Emissions concept¶
General information:
- Emission types considered: CO2, methane (CH4), and nitrous oxide (N2O), based on data from Germany's National Inventory Report.
- Global warming potentials (GWP) over a 100-year time horizon, relative to CO2, are adopted from the IPCC Fifth Assessment Report (AR5): CH4: 28, N2O: 265.
- Energy sources are categorized as fossil, synthetic, or biogenic, with the assumption that only carbon-capture-based synthetic imports are considered.
- No positive balancing is applied to electricity imports, constrained by country-specific limitations.
- Negative offsets are applied to imported biogenic and synthetically produced energy sources that carry CO2.
- Negative offsets also account for the growth of biogenic resources within Germany and for processes involving carbon capture (CC) or direct air carbon capture (DACC).
- Sector-specific emission targets are not defined, due to sector coupling and the multiple potential conversions of energy sources before final consumption.
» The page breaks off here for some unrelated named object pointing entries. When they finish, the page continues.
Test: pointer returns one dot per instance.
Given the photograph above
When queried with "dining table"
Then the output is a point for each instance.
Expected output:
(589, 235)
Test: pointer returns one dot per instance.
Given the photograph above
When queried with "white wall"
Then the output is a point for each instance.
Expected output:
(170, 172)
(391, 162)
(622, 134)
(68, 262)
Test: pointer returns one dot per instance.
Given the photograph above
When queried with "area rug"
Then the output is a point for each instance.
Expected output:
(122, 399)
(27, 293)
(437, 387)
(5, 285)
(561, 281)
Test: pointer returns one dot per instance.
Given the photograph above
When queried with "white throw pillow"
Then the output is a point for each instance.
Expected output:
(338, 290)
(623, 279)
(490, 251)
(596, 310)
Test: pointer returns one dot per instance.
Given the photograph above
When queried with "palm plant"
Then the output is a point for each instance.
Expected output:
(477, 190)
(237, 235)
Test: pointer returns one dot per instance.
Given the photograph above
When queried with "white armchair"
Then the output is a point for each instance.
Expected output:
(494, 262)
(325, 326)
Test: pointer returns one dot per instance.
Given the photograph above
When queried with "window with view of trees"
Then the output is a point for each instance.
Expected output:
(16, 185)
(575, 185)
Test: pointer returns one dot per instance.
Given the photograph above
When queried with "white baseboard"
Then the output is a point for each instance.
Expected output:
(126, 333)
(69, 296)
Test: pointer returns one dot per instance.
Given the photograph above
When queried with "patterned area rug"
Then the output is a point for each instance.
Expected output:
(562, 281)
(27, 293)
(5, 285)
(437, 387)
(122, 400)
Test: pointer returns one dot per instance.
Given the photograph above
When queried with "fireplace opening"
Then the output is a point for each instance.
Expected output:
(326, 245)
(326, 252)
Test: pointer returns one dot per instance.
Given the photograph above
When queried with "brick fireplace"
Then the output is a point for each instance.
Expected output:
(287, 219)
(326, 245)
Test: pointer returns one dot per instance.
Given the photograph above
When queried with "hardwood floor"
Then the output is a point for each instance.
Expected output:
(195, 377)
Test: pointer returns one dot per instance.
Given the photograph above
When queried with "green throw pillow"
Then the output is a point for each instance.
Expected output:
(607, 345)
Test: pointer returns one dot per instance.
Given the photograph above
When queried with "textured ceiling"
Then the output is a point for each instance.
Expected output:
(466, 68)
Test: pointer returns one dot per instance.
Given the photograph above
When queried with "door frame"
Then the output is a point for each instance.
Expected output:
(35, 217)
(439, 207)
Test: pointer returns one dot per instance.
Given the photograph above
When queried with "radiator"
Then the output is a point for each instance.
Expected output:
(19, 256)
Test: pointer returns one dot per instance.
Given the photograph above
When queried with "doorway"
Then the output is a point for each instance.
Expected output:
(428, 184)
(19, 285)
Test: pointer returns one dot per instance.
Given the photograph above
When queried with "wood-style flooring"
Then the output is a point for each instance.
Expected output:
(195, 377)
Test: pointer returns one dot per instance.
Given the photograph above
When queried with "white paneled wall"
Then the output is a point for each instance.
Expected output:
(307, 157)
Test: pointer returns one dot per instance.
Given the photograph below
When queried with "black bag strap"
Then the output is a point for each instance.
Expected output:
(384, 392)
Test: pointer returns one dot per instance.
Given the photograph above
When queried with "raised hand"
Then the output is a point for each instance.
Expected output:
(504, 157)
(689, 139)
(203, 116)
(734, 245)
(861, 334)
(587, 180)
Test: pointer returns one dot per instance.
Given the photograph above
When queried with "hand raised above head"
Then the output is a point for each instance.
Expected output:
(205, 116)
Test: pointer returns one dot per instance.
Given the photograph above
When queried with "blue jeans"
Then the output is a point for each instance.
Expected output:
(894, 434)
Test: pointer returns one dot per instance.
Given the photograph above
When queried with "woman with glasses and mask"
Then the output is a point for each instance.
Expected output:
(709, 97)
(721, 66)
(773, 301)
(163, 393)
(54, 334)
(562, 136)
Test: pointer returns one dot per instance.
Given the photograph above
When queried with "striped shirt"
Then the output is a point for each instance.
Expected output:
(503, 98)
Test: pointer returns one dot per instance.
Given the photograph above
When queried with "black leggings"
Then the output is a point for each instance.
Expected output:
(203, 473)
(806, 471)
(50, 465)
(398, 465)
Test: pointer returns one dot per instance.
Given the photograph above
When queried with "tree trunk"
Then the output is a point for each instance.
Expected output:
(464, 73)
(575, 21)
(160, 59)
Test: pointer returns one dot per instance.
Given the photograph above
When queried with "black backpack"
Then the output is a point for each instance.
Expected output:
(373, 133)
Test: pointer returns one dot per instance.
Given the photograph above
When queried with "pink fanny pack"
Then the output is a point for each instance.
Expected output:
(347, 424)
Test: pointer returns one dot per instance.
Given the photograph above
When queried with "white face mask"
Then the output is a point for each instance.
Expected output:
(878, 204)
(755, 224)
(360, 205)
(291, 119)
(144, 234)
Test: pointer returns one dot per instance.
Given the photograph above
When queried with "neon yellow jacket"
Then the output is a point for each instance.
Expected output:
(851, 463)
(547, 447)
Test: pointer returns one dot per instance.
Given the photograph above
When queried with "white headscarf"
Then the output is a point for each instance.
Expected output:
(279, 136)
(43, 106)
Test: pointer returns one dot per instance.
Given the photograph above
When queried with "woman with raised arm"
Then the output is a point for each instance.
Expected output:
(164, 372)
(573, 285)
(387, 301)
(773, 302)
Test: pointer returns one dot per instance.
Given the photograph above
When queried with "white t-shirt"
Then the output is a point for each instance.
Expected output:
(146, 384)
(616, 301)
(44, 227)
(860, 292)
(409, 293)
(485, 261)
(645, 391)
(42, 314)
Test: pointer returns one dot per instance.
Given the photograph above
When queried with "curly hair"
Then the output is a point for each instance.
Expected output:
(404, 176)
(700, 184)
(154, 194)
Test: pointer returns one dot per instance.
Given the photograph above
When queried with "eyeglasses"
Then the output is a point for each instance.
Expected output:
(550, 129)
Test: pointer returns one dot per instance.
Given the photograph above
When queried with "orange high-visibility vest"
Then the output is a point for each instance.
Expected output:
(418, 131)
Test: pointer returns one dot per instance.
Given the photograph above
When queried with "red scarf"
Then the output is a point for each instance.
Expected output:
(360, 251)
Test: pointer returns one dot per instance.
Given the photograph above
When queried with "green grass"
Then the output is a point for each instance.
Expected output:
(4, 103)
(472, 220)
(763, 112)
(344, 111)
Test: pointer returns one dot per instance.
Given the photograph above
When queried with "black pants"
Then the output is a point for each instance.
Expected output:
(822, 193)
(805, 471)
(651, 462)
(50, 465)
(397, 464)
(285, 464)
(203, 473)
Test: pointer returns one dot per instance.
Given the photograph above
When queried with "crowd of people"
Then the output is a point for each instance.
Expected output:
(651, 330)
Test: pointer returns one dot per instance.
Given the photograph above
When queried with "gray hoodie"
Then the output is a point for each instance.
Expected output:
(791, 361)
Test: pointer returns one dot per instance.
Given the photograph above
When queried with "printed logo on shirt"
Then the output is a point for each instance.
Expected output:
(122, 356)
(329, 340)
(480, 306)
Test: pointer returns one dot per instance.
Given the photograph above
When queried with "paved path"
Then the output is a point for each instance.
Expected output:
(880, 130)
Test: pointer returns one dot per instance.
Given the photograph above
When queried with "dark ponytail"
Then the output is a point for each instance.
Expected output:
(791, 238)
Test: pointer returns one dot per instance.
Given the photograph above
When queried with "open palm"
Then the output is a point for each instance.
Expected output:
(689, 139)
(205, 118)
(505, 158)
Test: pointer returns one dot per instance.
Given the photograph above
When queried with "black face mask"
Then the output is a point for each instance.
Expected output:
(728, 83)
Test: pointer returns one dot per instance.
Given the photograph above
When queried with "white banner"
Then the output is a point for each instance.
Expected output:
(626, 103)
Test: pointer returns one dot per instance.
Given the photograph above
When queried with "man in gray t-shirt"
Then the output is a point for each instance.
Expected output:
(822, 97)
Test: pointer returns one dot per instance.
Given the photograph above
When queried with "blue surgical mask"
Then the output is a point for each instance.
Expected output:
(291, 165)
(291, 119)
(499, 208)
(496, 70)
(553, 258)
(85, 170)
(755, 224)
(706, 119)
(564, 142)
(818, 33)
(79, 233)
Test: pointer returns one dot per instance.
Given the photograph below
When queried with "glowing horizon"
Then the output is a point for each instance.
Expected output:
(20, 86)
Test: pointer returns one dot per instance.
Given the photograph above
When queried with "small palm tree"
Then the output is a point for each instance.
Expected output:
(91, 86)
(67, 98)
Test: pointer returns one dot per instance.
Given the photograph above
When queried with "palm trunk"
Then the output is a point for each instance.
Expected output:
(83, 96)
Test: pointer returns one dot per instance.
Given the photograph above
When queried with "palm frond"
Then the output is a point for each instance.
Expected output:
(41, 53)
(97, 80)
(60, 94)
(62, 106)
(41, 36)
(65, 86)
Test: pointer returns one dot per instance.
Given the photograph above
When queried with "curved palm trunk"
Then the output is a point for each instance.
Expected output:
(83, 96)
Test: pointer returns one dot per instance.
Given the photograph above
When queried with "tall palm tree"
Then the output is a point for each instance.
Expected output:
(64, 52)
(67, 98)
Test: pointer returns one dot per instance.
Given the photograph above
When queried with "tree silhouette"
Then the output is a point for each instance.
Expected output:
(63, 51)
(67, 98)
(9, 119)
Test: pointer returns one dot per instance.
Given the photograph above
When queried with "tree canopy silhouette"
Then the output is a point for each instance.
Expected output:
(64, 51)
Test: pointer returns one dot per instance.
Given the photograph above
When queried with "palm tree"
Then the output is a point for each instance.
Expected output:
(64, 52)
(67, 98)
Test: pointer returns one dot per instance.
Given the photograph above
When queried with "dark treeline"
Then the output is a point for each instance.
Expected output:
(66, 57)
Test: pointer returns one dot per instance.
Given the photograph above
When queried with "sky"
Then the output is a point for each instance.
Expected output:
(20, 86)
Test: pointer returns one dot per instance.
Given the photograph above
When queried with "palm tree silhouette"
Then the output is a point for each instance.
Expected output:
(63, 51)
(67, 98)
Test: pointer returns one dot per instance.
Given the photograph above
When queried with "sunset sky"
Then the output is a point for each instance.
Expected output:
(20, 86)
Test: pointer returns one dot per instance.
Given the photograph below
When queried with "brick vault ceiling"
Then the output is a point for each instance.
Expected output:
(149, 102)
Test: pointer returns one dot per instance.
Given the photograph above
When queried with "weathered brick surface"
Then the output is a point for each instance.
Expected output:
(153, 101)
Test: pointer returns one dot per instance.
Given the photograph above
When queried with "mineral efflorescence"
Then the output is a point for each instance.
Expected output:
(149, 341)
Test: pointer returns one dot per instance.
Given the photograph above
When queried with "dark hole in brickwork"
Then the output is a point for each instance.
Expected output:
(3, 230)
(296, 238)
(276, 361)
- Exogenous demand and carbon-carrying by-products are allowed, with limited CO2 sinks; the system boundary is set at the product demand level.
- Emissions are differentiated globally (CO2): a foreign key links to the global table of emission factors per energy source.
- Sector- and process-specific emission factors are used for CH4 and N2O, as they are more dependent on specific process conditions (e.g., firing temperature for N2O, material moisture for CH4).
- Negative emissions are implemented within the model structure
- The emission variables as indicated in the depict the flow sums over all considered timesteps (not the remaining commodities at the last timestep).
The following graphic visualizes the SEDOS emission concept:
Summarized, this means:
- Fossil: CO2 emissions from combustion
- Biogen: CO2 emissions from combustion & negative emissions from production/source processes of biogenic energy sources.
- Synthetic: CO2 emissions from combustion & model-endogenous negative emissions for import and production with carbon captured CO2.